In between his training, Swanson makes time to revisit the same juvenile hall where he spent time as a wayward youth. It has become a passion in his life. In the process of helping to provide a role model, Swanson is bringing the chaotic days of his childhood full circle and further strengthening the determination of the man he has become.
"When I go back to work with the kids in juvenile hall, it's great," Swanson said. "I talk to them and explain to them that I was right where they are standing. I was literally in the same uniform they are wearing. To me it is a moral obligation, I feel, to give back to those kids, because I'm not some random person telling them they can make it out of there. I used to be there, and I believe I can be a good example for them.
"The big thing is I get their respect. In a lot of situations, the kids don't respect their teachers in general. Coming in as a UFC fighter, it immediately gets their attention. Doing what I do and coming from where I come from, I felt kids would respect me more than the average person. When I begin to tell them about the mistakes I've made, it starts to become something they can relate to. I don't know if I've made a difference yet, but I hope I have in some way.
"It is something I cherish above other things because those kids are in need and most of them are just misguided. That's how I was. I wasn't a bad kid. I was just an idiot at the time. I've turned my life around, and I'm one of the calmest, mellowest guys out there. I get it all out in the cage, and the rest of the time I'm all smiles. I hang out with my chick and eat cookies if I'm not in training. I have no ill will. I get it all out inside the cage."
For Swanson, spending his time looking backwards is not an option.

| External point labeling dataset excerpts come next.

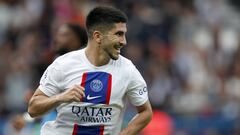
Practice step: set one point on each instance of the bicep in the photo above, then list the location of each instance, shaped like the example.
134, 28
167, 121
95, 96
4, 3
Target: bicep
144, 107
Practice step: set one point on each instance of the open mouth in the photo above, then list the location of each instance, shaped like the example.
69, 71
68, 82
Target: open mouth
118, 48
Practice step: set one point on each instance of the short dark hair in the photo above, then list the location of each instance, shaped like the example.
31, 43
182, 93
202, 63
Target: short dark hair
79, 32
102, 18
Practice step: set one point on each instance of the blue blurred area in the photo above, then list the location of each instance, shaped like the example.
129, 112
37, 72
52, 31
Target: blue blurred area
188, 51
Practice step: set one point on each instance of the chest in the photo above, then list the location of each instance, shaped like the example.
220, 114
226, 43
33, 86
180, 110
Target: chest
101, 86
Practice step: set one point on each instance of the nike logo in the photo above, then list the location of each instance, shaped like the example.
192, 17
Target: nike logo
91, 98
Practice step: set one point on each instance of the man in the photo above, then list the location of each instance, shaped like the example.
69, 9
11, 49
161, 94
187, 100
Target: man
89, 86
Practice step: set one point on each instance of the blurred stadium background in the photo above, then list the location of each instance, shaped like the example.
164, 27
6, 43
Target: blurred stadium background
187, 50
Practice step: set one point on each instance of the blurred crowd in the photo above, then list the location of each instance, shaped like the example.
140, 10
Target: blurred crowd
187, 50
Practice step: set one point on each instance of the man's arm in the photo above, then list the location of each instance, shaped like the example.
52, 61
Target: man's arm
40, 103
140, 120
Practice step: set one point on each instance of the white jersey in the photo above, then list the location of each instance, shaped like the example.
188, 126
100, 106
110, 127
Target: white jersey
106, 89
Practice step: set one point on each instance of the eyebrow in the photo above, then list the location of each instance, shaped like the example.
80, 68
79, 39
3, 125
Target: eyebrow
119, 32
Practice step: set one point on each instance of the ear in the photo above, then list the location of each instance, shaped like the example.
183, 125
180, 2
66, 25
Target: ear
97, 36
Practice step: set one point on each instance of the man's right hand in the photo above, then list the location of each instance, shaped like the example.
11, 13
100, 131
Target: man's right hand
73, 94
40, 103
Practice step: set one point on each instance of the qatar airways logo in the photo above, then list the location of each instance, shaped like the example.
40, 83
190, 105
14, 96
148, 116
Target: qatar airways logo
96, 85
92, 114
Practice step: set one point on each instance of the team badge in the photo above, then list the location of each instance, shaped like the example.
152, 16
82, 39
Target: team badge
96, 85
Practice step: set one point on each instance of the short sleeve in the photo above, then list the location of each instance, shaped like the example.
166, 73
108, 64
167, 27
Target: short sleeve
137, 88
51, 80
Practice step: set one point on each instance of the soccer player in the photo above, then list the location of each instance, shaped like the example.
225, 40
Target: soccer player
89, 87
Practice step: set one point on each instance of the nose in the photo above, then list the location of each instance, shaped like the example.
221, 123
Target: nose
123, 40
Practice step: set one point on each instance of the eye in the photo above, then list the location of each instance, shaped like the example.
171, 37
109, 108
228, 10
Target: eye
120, 33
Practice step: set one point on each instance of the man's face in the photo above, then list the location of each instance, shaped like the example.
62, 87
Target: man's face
114, 40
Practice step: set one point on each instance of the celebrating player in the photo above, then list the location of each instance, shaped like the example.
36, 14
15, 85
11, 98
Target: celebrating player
89, 87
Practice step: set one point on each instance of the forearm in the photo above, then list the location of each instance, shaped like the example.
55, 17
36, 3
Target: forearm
39, 105
137, 123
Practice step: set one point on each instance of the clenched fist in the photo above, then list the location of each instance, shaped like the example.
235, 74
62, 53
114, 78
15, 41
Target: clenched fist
73, 94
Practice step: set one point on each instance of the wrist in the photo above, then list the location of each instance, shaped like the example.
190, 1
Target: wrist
58, 99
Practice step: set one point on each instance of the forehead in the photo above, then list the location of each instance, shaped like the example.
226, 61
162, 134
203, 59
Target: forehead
119, 27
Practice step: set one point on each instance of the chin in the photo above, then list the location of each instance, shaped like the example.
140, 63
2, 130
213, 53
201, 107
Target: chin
114, 57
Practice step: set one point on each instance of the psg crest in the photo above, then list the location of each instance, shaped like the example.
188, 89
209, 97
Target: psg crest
96, 85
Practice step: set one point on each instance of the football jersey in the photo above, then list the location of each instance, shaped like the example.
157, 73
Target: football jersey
107, 87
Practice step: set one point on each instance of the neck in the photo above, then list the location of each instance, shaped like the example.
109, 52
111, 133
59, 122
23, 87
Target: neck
96, 55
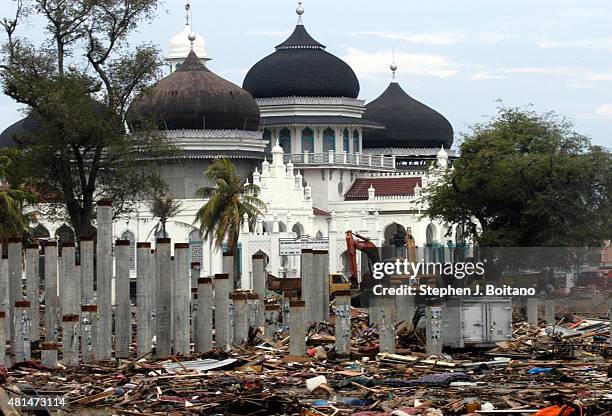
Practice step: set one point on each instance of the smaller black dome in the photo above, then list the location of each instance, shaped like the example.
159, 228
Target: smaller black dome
195, 98
16, 134
408, 122
301, 67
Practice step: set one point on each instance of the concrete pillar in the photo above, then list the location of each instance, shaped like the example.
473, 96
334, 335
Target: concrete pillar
259, 286
532, 310
3, 338
21, 346
386, 323
228, 268
223, 326
70, 340
89, 321
5, 306
310, 291
324, 278
404, 304
203, 333
343, 322
272, 313
104, 270
15, 276
297, 328
549, 311
433, 330
87, 270
319, 281
241, 318
163, 314
32, 289
194, 312
144, 287
123, 313
182, 300
70, 294
154, 288
253, 304
49, 348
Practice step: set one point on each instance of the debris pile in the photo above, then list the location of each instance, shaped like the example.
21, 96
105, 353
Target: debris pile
521, 376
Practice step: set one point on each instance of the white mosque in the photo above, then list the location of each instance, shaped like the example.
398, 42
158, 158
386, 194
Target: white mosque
325, 160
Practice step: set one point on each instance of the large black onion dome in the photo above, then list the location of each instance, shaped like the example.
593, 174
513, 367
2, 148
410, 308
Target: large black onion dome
193, 97
16, 134
409, 123
301, 67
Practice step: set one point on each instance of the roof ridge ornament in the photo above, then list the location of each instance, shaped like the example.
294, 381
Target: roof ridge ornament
393, 65
300, 11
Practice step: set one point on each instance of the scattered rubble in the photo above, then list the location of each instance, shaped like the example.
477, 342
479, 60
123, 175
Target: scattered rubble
568, 364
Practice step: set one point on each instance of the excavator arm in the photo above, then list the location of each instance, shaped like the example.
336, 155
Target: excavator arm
356, 242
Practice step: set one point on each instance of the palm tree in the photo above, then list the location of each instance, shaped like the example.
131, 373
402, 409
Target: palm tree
228, 200
163, 208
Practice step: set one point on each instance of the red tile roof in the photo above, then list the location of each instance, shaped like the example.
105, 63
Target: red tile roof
389, 186
320, 213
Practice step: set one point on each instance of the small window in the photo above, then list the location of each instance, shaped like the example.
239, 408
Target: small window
329, 140
345, 141
307, 140
356, 146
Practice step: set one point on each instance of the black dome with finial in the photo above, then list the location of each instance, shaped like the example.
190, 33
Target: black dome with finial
409, 123
301, 67
195, 98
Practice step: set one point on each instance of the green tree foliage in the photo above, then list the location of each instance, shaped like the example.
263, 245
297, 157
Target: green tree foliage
525, 179
75, 88
228, 200
163, 207
16, 201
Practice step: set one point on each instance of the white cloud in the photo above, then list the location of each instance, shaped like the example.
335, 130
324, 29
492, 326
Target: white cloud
596, 44
420, 38
484, 75
603, 112
376, 64
271, 33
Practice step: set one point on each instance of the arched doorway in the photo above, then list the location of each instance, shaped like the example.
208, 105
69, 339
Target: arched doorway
395, 241
329, 140
298, 229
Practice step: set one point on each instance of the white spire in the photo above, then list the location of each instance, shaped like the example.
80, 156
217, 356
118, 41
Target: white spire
300, 11
188, 13
393, 65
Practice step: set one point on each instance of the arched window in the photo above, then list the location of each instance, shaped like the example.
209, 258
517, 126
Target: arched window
40, 232
307, 140
128, 235
284, 140
64, 235
345, 141
329, 140
268, 136
195, 246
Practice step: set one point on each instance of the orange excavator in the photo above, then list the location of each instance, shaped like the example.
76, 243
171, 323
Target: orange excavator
356, 242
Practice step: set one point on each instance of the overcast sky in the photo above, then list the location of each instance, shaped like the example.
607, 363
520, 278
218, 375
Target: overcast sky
458, 57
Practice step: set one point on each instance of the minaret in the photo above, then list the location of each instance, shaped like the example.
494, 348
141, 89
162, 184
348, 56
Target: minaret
184, 42
300, 12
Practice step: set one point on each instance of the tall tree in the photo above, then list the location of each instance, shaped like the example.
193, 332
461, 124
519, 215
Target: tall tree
16, 212
228, 200
164, 207
525, 179
76, 87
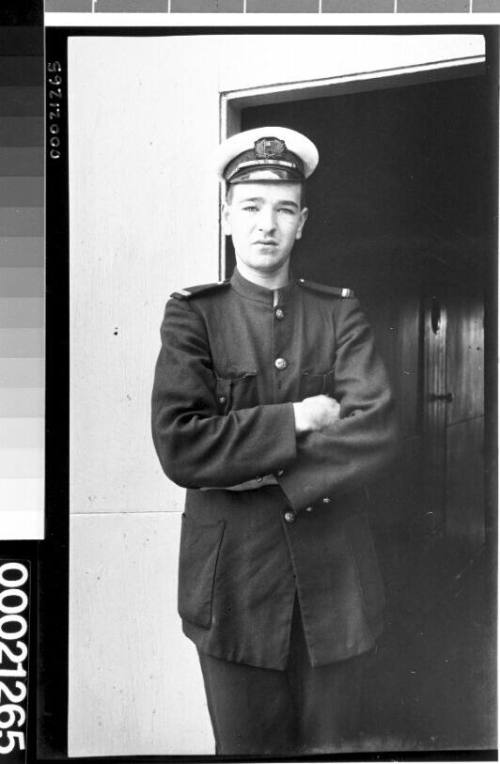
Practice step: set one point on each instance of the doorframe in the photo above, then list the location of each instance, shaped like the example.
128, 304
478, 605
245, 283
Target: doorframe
232, 102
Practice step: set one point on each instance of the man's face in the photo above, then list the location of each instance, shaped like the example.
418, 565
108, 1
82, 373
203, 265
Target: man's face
264, 221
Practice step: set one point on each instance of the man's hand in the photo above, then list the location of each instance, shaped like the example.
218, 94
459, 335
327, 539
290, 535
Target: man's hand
315, 413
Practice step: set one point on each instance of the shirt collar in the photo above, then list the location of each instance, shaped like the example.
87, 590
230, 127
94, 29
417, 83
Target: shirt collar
252, 291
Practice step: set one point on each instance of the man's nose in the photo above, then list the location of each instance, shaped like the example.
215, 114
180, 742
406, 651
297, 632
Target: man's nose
267, 219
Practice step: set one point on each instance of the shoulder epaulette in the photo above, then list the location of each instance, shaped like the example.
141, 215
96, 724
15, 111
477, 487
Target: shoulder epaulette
186, 294
341, 292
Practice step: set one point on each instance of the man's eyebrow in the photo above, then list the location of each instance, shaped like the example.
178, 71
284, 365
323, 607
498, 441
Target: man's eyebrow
289, 202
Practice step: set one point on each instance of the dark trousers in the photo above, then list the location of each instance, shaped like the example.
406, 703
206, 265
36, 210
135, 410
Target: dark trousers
295, 711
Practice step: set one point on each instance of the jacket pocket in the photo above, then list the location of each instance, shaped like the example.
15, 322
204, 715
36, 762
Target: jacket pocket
235, 392
200, 545
317, 384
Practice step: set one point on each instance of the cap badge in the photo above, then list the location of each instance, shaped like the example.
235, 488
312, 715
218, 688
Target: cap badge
268, 148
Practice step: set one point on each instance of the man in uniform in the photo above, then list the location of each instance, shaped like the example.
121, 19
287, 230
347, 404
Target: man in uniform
272, 407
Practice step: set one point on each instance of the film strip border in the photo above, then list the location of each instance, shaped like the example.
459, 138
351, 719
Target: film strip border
273, 6
22, 351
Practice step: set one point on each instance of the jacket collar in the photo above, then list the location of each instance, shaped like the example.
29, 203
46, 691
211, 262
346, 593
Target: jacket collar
252, 291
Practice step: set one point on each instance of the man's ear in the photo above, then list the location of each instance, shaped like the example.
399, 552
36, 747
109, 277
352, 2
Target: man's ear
225, 218
304, 214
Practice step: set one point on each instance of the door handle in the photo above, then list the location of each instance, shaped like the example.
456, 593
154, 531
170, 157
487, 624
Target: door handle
448, 397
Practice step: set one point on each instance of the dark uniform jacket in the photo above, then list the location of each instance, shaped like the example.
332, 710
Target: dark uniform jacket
234, 357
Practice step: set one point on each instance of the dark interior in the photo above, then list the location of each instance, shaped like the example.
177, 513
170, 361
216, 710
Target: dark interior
403, 211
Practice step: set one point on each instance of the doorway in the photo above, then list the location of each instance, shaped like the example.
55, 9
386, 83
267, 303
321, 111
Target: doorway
402, 211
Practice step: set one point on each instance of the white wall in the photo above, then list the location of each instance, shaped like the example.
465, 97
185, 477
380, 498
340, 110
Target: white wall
144, 120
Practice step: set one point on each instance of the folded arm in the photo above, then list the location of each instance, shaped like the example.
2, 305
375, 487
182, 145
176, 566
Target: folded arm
352, 450
196, 446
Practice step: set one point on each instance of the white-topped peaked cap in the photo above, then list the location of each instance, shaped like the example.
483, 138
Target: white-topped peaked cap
266, 154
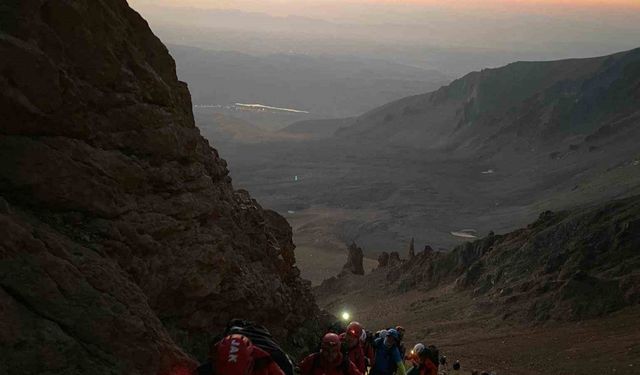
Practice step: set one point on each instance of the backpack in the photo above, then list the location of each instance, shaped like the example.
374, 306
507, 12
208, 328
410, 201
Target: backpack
344, 366
261, 337
433, 354
393, 367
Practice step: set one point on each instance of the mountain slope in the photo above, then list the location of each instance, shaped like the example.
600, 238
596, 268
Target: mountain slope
325, 86
540, 104
122, 240
561, 296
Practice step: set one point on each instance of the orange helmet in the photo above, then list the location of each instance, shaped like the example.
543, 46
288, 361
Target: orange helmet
330, 342
355, 329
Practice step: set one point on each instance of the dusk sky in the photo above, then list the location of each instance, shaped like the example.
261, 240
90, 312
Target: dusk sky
522, 29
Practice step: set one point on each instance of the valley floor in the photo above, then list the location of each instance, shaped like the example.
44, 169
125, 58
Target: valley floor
441, 317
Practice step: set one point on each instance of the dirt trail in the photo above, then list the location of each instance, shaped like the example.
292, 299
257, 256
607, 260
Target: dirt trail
609, 345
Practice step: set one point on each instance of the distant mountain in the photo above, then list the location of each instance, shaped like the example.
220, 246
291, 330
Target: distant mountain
569, 265
317, 128
487, 152
222, 128
326, 86
522, 106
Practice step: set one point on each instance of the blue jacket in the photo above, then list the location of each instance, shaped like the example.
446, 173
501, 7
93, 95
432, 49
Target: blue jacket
386, 359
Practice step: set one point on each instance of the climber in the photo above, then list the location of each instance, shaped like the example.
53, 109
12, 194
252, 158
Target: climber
367, 347
352, 339
236, 355
424, 364
401, 347
329, 361
456, 368
387, 359
413, 354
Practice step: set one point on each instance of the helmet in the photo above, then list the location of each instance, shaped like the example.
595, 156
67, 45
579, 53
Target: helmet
418, 348
330, 341
235, 355
355, 329
393, 333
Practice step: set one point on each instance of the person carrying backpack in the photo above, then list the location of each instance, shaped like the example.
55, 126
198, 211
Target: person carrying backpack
387, 359
261, 337
236, 355
425, 363
329, 361
401, 347
353, 346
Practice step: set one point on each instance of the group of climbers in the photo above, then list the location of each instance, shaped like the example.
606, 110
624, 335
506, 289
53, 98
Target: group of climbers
248, 349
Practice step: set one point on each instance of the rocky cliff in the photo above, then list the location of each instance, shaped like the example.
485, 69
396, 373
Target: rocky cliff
570, 265
123, 244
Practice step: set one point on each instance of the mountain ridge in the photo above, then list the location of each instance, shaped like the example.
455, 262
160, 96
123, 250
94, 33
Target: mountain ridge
124, 247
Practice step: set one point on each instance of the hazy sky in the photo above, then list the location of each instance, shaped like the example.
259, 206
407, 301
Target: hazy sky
523, 29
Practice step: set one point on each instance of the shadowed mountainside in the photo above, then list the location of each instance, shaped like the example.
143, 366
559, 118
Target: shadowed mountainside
122, 240
487, 152
561, 296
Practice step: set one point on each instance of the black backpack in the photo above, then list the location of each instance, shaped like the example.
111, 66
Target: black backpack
393, 367
433, 354
344, 366
261, 337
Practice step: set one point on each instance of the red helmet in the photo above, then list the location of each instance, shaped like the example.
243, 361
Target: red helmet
235, 355
355, 329
330, 341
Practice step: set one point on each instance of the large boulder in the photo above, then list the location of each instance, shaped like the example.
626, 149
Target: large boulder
383, 259
354, 260
123, 244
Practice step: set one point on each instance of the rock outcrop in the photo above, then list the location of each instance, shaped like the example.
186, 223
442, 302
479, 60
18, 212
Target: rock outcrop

He locks his focus on the here and now with only the things he can control receiving his attention. As a veteran of the sport, he understands the importance of what makes a fighter's stock rise and fall and has no intention of back-sliding.
But a lengthy career in MMA has allowed the 28-year-old to experience the sport from all sides. Swanson wholeheartedly believes his greatest achievements are yet to come and accepts the missteps of the past as the stepping stones to a bright future.
"I feel I've just now opened the door into my prime," Swanson said. "I'm open minded and I have great coaches around me. I have five striking coaches that I work with. I have all these coaches to learn from. They are all awesome, and Greg Jackson is very open minded and teaches me to be that way as well.
"I've put in my hard work. I've done everything I've said I was going to do from the get-go. Winning and losing is on me. I'm going to take that home, but at the end of the day, I want the fans to see a good fight. That's what I do, and that is what I'm here for. I just want the fans to appreciate that, and when people want to watch my fights, it makes me happy.
"I believe you shouldn't have regrets. I think things happen for a reason, and I feel like everything good or bad that has happened in my life has made me who I am right now. I accept the things in my life, and I'm happy with who I am today. I'm trying to be better everyday. I'm going to keep growing in my life. I'm going to keep evolving and keep working to become the best possible version of the person I am."